The woman threw back her head, her eyes half closed. “I’m the Princess Nirvena,” she announced, “the star of this theater starting tomorrow.” She let her eyes survey the crowded room. “Vere do I dress?”
She stood there waiting, as though we should all knock ourselves out helping her to a chair, or go into a deep curtsy.
Sandra suppressed a little giggle. “Well, that is the choice spot in the room.” She tossed a thumb in the direction of a littered space next to the grimy sink. “It’s so convenient, ya know.”
The water stain had streaked the. broken mirror. Some stockings were soaking in the sink, and a constant drip, drip was proof that very soon it would flood over.
The Princess ignored Sandra and the basin. She was looking at me, and at that moment I recognized her. She quickly averted her face, but it was too late.
“Didn’t we work together in Toledo?” I asked innocently.
She stared at me as though I were some biped prehistoric marine mammal.
“I haff ne
vair been in—how you say—Too Ledo. Always I haff danced for royalty. Then the revolution and poof! It is gone. Now the Princess Nirvena throws pearls to swine.” That was her exit line. Before we could answer she was gone. Nothing but a heavy scent of perfume to remind us that she had ever been there.
For a moment I thought I might have been mistaken. The blue-black hair, the dark skin, the thick-lidded eyes were different, but still …
Dolly snorted. “Royalty, my ass!” With one bang of the hammer another leaf was nailed to the top of the door. “She’s a phony if I ever saw one.”
The accent floated up to us from the stage. Gee Gee ran to the door to listen.
The Princess had found Sammy, the stage manager. “Do you tink that I would dress in sooch a place? I, the Princess?”
“That’s the only room,” Sammy said apologetically. “There’s another room in the basement, but you wouldn’t want to dress there. It’s damp and …”
“I don’t care vot it is,” the Princess trilled. “I would rather dress in a pigsty than with those women.” Her voice faded away.
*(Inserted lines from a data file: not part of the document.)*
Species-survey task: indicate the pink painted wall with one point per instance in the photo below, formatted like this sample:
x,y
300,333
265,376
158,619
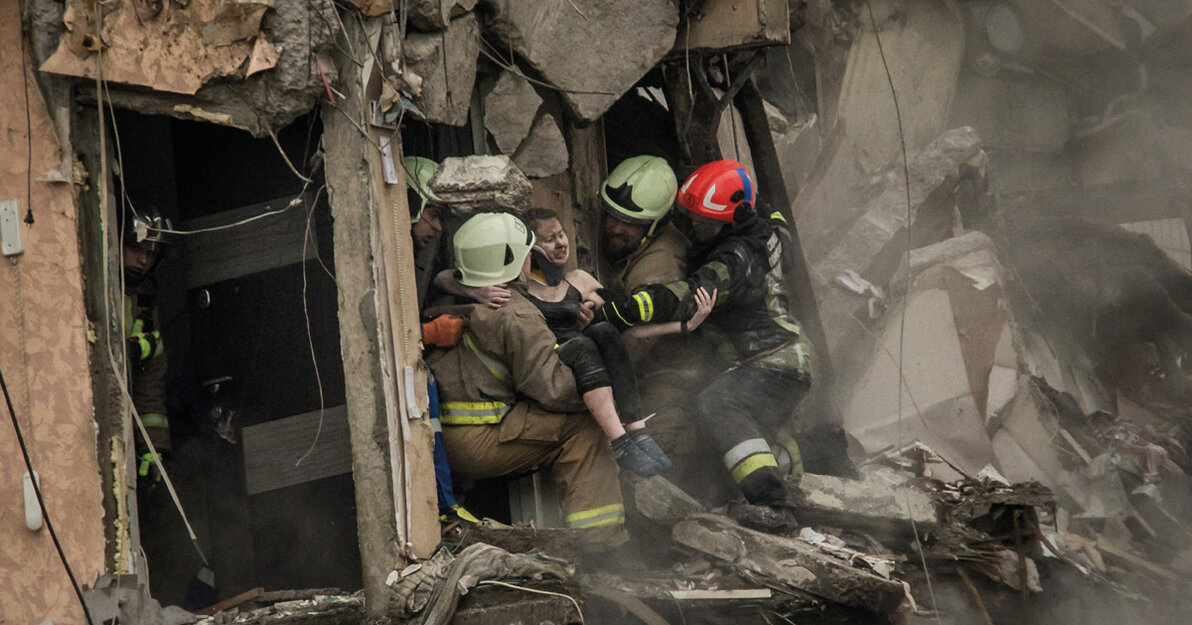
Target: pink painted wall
x,y
44,359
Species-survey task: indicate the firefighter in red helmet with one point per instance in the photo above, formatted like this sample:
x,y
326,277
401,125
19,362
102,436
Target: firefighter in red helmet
x,y
738,253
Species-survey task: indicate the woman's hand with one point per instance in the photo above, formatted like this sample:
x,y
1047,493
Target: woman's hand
x,y
703,305
490,296
587,313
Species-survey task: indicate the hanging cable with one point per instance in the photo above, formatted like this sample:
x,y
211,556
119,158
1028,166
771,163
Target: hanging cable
x,y
29,124
41,500
906,286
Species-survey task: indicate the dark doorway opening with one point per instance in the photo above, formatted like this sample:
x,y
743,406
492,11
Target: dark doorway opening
x,y
248,311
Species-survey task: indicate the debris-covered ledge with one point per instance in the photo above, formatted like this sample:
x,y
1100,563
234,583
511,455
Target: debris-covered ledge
x,y
254,65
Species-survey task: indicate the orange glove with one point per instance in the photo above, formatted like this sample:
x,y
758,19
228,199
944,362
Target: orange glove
x,y
444,332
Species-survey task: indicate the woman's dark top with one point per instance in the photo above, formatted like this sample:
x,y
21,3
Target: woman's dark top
x,y
562,316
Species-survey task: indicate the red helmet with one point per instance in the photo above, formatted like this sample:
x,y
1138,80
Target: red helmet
x,y
719,190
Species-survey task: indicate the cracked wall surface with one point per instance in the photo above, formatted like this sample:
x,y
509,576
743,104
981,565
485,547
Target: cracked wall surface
x,y
44,358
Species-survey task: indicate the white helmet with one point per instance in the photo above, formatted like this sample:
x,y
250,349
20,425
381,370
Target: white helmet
x,y
490,248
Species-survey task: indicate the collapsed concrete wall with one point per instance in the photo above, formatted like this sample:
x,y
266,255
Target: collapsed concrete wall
x,y
44,359
250,66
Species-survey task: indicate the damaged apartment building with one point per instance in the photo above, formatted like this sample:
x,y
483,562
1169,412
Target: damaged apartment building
x,y
992,260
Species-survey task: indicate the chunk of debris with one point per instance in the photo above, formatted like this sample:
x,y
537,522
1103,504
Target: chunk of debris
x,y
434,587
446,63
509,106
942,178
123,599
429,14
865,506
957,345
789,563
633,36
544,152
480,184
662,501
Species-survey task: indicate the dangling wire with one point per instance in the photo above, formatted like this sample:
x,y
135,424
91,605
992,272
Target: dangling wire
x,y
906,290
29,124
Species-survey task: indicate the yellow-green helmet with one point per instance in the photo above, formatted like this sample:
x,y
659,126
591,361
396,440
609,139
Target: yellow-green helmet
x,y
640,190
490,248
418,171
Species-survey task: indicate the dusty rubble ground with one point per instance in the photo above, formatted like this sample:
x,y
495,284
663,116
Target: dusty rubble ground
x,y
999,266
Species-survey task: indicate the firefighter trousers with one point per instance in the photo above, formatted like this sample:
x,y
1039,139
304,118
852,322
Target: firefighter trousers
x,y
736,410
570,446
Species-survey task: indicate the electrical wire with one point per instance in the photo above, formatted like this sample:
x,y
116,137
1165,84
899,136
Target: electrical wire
x,y
29,122
310,335
118,371
535,591
906,289
41,500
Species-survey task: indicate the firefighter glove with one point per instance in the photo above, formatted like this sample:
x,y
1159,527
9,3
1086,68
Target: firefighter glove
x,y
444,330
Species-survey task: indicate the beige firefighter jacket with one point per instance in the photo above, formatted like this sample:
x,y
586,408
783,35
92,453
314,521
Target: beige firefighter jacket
x,y
506,366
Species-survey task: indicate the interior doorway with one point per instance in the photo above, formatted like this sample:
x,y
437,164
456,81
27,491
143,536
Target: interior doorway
x,y
248,313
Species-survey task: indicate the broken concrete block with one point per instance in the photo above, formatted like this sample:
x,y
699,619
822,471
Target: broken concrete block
x,y
720,25
545,152
789,563
1019,113
620,39
662,501
954,322
874,243
510,104
446,63
422,14
865,506
480,184
428,14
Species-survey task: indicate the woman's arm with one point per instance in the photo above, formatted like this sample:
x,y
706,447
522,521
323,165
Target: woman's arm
x,y
703,303
490,296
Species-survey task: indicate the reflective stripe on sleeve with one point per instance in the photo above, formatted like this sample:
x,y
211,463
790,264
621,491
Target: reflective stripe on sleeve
x,y
645,305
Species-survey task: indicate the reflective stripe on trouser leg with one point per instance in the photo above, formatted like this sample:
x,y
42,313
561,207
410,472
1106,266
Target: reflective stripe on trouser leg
x,y
749,456
786,451
601,517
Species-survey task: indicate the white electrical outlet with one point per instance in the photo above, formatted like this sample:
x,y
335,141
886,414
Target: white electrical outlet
x,y
32,509
10,228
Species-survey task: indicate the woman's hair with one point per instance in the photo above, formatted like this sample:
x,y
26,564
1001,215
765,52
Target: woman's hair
x,y
535,216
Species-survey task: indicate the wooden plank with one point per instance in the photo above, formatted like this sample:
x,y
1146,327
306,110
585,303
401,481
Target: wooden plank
x,y
410,435
272,450
722,595
262,245
247,595
1121,556
352,208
Gee Gee turned away from the door. “I guess they’re on their way to the rathole downstairs,” she said, an unholy gleam in her eye.
I knew why the Princess wanted to dress alone and it had nothing to do with anyone in our room. Besides me, that is. It takes more than black hair dye, body stain, and an accent to fool Mother Lee.
“She kind of has pigs on the brain.” Gee Gee’s voice broke up in a laugh. “Throwing pearls to ’em and would rather dress with ’em.”
Dolly mumbled a curse. “Broke my favorite nail.” She examined the finger closely. “Way down below the quick, too.” She waddled down the ladder and handed Alice the hammer. “Now you, angel pants,” she said. “I’m pooped.”
Alice took her place on the ladder and Dolly gave orders to follow out her design.
“It’s supposed to be a bower, ya know.”
Alice nodded knowingly and the steady bangs of the hammering kept the conversation down.
A little later Mrs. Pulsidski came in. She was the underwear woman who once a week made the rounds of the theaters. She made beautiful underwear but she was such a groaner that I usually had to get out of the room while she was there.